Military Administrator of Abia State
- In office 22 August 1996 – August 1998
- Preceded by: Temi Ejoor
- Succeeded by: Anthony Obi

Military Administrator of Ondo State
- In office August 1998 – May 1999
- Preceded by: Anthony Onyearugbulem
- Succeeded by: Adebayo Adefarati

Military service
- Allegiance: Nigeria
- Branch/service: Nigerian Army
- Rank: Colonel

= Moses Fasanya =

Nigerian politician and army officer

Moses Fasanya is a Nigerian retired colonel from Ibadan, Oyo State, who served as military administrator of Abia State from August 1996 to August 1998, during the military regime of General Sani Abacha. He was later appointed military administrator of Ondo State in August 1998 and handed over power to the civilian governor, Adebayo Adefarati, in May 1999.

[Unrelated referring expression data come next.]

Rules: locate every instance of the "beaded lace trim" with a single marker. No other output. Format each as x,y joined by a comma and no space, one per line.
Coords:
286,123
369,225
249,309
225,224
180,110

He faced criticism in Ondo State for his handling of the election of the traditional Owo leader, which led to chaos, fatalities and destruction of property. In October 1998, hundreds of people were killed in clashes between local Ijaws in the Akpata region and Ilaje Yorubas seeking work on a newly found oilfield. Fasanya had difficulty agreeing with Ijaw leaders on ways to stabilize the situation. He deployed soldiers and police to the area to restore peace. In February 1999, Fasanya's aides mistreated and detained fifteen journalists covering a meeting of state administrators of the Odu'a Investment Company in Akure.

In March 2009, an oil tanker caught fire in Obadore, near Lagos State University. Fasanya lost printing materials and other goods worth over ₦3 million, which were stored in ten shops that were destroyed in the blaze.